Saturday, April 7, 2012

Good Friday Thoughts

He was rejected. I, too, have felt rejection, but not to the point of death.

He was mocked. I am mocked for my faith, my faith in Him.

He was abused. I have felt emotional abuse, and was once physically abused.

He was tried and found guilty, though He was innocent. I have been accused of being guilty, when I was innocent and falsely accused.

He offended others as a stumbling block, while taking no offense at other's actions. I offend others when I share about Him, but I take offense at other's actions, when I shouldn't.

He was beaten, just short of the point of death. I have never been beaten.

He was crucified. A painful death. A horrible death. I may be persecuted for my faith in years to come, could be martyred, if society continues as it is, but I will never be crucified.

He rose from the grave. I will rise from my grave at the Judgement Day.

He reigns in heaven.

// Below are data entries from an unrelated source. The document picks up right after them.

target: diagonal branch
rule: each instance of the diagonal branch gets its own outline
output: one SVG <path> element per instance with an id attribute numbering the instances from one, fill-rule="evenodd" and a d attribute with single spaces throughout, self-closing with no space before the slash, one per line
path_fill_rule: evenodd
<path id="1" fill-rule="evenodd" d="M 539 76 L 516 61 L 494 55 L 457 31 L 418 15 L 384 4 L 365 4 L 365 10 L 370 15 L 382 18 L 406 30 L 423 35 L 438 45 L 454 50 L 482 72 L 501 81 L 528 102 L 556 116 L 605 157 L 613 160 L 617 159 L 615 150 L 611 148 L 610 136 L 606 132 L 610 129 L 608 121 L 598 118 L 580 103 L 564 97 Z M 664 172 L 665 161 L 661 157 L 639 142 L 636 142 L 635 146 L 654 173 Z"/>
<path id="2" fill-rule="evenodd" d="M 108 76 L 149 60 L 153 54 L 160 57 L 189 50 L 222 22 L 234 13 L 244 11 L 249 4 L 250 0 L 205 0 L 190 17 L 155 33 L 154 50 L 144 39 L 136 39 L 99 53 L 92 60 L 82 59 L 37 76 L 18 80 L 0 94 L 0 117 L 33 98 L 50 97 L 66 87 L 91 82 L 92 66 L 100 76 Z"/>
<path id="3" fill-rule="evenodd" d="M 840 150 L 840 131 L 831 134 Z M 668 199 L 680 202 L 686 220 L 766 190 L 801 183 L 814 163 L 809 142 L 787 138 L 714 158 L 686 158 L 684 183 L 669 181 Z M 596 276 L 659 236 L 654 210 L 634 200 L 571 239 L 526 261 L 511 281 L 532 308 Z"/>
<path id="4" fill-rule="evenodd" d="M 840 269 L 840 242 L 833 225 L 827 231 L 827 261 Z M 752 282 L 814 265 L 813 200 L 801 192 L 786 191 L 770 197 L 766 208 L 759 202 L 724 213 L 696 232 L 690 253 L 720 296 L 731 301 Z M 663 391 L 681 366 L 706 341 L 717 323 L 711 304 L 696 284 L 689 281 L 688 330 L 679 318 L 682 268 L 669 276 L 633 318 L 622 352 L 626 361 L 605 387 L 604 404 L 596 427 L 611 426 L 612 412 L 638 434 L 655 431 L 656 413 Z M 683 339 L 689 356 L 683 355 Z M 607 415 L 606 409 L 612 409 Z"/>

I will reign with Him in heaven one day.

He and I have much in common, though I have suffered far less than He.

How can I complain, or whine? How can I take offense? How can I be slow to forgive? He suffered so much more and didn't complain or whine or take offense.

Love. I just don't love enough. He loves with a depth that I can't imagine. He wasn't selfish like me. He didn't let the hurt fester and turn to anger like me. He didn't procrastinate doing what needed to be done like me. I just don't love enough. He loves so much. He gave so much.

I need to feel His love for the Father, His love for others, His unselfish, unoffendable, loving care for everyone.

Give me Jesus' love.

Joy took Him to the cross. Love kept Him on the cross until IT was finished. Because of that, we can have Peace with God.